Opinion by
Judge Rogers,This is an appeal from a decision of the Workmen’s Compensation Appeal Board setting aside a referee’s decision favorable to a claimant and remanding the matter to the referee for further hearing.
The appellee, Norman Adams, was injured at work for Ambrosia Coal & Construction Co. on May 18, 1972. The parties executed an open agreement for compensation for total disability on July 2, 1972. On January 10, 1978, they entered into a supplemental agreement for compensation for 50% partial disability. On July 9, 1973, the appellee filed a petition for modification of the supplemental agreement, alleging total disability. After hearings, the first of which was on July 2, 1974, a referee found that the claimant “is now totally and permanently disabled as a result of the injuries of May 18, 1972”; he made no finding of increased disability after the date of the supplemental agreement. On appeal' by the employer and its insurer the Workmen’s Compensation Appeal Board, as we have noted, set aside the referee’s award and remanded.

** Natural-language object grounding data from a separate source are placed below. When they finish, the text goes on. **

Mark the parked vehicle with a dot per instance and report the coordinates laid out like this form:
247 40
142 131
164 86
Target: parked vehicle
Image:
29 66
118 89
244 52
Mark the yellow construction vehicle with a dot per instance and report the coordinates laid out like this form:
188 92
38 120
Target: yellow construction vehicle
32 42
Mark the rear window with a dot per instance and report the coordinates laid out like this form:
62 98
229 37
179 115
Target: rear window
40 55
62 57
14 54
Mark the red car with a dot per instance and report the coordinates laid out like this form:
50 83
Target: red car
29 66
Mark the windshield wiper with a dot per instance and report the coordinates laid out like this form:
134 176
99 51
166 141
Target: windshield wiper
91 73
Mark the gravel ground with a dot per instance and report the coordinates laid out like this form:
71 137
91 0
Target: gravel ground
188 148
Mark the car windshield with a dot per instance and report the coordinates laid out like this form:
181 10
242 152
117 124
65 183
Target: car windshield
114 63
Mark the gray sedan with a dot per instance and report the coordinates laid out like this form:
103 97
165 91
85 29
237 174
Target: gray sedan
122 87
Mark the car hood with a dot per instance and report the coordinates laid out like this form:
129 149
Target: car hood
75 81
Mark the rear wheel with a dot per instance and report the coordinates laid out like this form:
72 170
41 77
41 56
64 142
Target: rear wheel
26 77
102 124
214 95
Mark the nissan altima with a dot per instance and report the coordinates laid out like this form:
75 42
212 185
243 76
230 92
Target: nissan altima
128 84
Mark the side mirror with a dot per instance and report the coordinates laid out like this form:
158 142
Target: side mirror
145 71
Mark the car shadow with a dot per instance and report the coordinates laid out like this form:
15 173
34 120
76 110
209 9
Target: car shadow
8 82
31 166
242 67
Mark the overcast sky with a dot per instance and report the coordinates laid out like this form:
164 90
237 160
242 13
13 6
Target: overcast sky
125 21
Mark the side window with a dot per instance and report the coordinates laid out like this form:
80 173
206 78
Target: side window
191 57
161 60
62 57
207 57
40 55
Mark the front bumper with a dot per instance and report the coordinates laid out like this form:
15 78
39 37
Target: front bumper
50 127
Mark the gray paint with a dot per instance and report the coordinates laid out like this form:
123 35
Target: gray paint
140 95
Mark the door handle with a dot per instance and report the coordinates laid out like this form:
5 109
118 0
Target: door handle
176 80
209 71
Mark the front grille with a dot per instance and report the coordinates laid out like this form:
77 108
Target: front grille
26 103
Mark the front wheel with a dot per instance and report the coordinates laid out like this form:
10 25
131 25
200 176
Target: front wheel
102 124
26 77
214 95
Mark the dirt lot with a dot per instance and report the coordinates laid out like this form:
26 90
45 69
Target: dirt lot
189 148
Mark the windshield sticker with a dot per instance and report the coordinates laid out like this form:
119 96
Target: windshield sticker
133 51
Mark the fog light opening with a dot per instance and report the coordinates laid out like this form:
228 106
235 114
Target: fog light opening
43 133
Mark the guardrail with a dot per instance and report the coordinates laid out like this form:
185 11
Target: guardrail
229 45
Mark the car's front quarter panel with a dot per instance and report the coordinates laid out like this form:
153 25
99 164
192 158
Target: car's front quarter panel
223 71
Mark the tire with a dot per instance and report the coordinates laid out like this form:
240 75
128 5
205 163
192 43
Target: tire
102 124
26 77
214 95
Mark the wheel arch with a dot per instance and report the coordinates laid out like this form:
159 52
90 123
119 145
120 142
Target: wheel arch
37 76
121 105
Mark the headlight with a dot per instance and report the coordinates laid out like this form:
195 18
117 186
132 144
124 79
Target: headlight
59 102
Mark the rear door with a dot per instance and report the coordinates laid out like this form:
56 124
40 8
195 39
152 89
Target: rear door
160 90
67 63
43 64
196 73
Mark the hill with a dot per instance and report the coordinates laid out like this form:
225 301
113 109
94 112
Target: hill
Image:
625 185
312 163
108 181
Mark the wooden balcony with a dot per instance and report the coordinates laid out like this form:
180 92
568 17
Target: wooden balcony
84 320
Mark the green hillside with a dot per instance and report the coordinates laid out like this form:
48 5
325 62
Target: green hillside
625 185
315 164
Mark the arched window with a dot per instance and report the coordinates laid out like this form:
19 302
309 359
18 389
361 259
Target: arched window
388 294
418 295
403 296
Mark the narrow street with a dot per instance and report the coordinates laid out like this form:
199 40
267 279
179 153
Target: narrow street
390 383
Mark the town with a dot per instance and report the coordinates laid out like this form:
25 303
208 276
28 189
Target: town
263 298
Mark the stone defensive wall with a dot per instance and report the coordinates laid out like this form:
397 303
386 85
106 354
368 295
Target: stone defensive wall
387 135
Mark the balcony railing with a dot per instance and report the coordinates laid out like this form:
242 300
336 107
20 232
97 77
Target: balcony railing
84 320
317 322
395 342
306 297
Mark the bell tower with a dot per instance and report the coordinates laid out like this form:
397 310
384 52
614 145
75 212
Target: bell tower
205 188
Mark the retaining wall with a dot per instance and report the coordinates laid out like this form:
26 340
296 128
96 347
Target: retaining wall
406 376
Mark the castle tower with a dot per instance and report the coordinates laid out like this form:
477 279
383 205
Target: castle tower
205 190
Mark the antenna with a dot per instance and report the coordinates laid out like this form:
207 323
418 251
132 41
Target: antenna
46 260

In this their further appeal, the employer and its insurer ask us to reverse not only the Board’s order of remand but also the referee’s award of compensation. Since the latter action would require us to make a finding that the claimant’s condition had not changed from one of partial to total disability or that his physical condition had not deteriorated after the date of the supplemental agreement, a function not committed to us, it must be rejected out-of-hand. Cerny v. Schrader & Seyfried, Inc., Pa. ,342 A.2d 384 (1975).
On the matter of the propriety of the appeal from the Board’s order of remand, the employer relies on United Metal Fabricator, Inc. v. Zindash, 8 Pa. Commonwealth Ct. 339, 301 A.2d 708 (1973). Ordinarily orders of remand are interlocutory and hence not appealable. Workmen’s Compensation Appeal Board v. Calder Manufacturing Co., 21 Pa. Commonwealth Ct. 528, 346 A.2d *171884 (1975). In Zindash, supra, we entertained such an appeal, reversed an order of remand and denied compensation to a claimant who had clearly failed to prove an industrial accident and who had been denied an award by the referee for this reason. We concluded that a rehearing would serve no purpose except to delay an inevitable decision against the claimant. The facts of the instant case are quite different. Here the claimant won before the referee. At the referee’s hearing the claimant’s counsel stated his intention to prove that his client signed the supplemental agreement under a misunderstanding and the referee seems to have persuaded counsel that medical proofs should suffice for this purpose. That evidence then produced seemed to establish that the claimant was at all times subsequent to the accident and down to the date of the hearing unable to perform his former work, and the employer produced no evidence that there was light work suitable to his condition available. Our review of the record compels us to agree with the Board that, although the present record contains no evidence of an increase of disability after the date of the supplemental agreement, the claimant should be given a further opportunity to explain why he signed an agreement for partial disability at a time when he was, as the medical evidence shows, totally disabled.
Having determined that the employer has appealed from an interlocutory order, we further conclude that this appeal should be and it hereby is quashed.